Automatic speech recognition in Python
"Here's to Harry ... the best, bar none."
Audiofile transcription using NVIDIA's Parakeet family of multilingual
models with fallback to Whisper.cpp for languages outside Parakeet's scope.
Built with uv for package and project management.

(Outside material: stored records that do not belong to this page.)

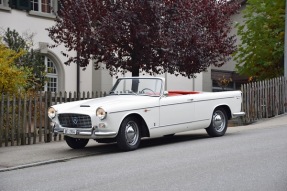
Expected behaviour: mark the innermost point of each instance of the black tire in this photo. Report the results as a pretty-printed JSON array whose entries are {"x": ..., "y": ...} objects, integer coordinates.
[
  {"x": 75, "y": 143},
  {"x": 218, "y": 125},
  {"x": 129, "y": 135}
]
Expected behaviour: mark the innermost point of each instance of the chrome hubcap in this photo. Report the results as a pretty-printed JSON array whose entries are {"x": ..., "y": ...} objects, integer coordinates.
[
  {"x": 132, "y": 133},
  {"x": 219, "y": 121}
]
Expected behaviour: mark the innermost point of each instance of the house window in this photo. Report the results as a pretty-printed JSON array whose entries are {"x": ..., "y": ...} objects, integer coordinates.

Installation's as simple as
uv python install 3.13
uv sync --dev
A handler object can be instantiated and run on one or more audio file paths or
directly on NumPy/Torch tensors, returning a list of ASRHandlerResult
for each input. transcriptions contains a list of
tuples of the form (start_time, end_time, text_segment) and scores a measure
of confidence in a transcription in the range(0, -250):
>>> from caul.handler import ASRHandler
>>> handler = ASRHandler(models="parakeet")
>>> handler.startup()
>>> results = handler.transcribe("<...path to some audio file...>")
>>> print(results)
[ASRInferenceHandlerResult(transcription=[(0.0, 1.5, "We're spending too much time here.")], score=-250.0),
ASRInferenceHandlerResult(transcription=[(1.5, 2.9, "Stay a little longer.")], score=-250.0),
ASRInferenceHandlerResult(transcription=[(2.9, 4.0, "He'd kill us if he got the chance.")], score=-250.0)]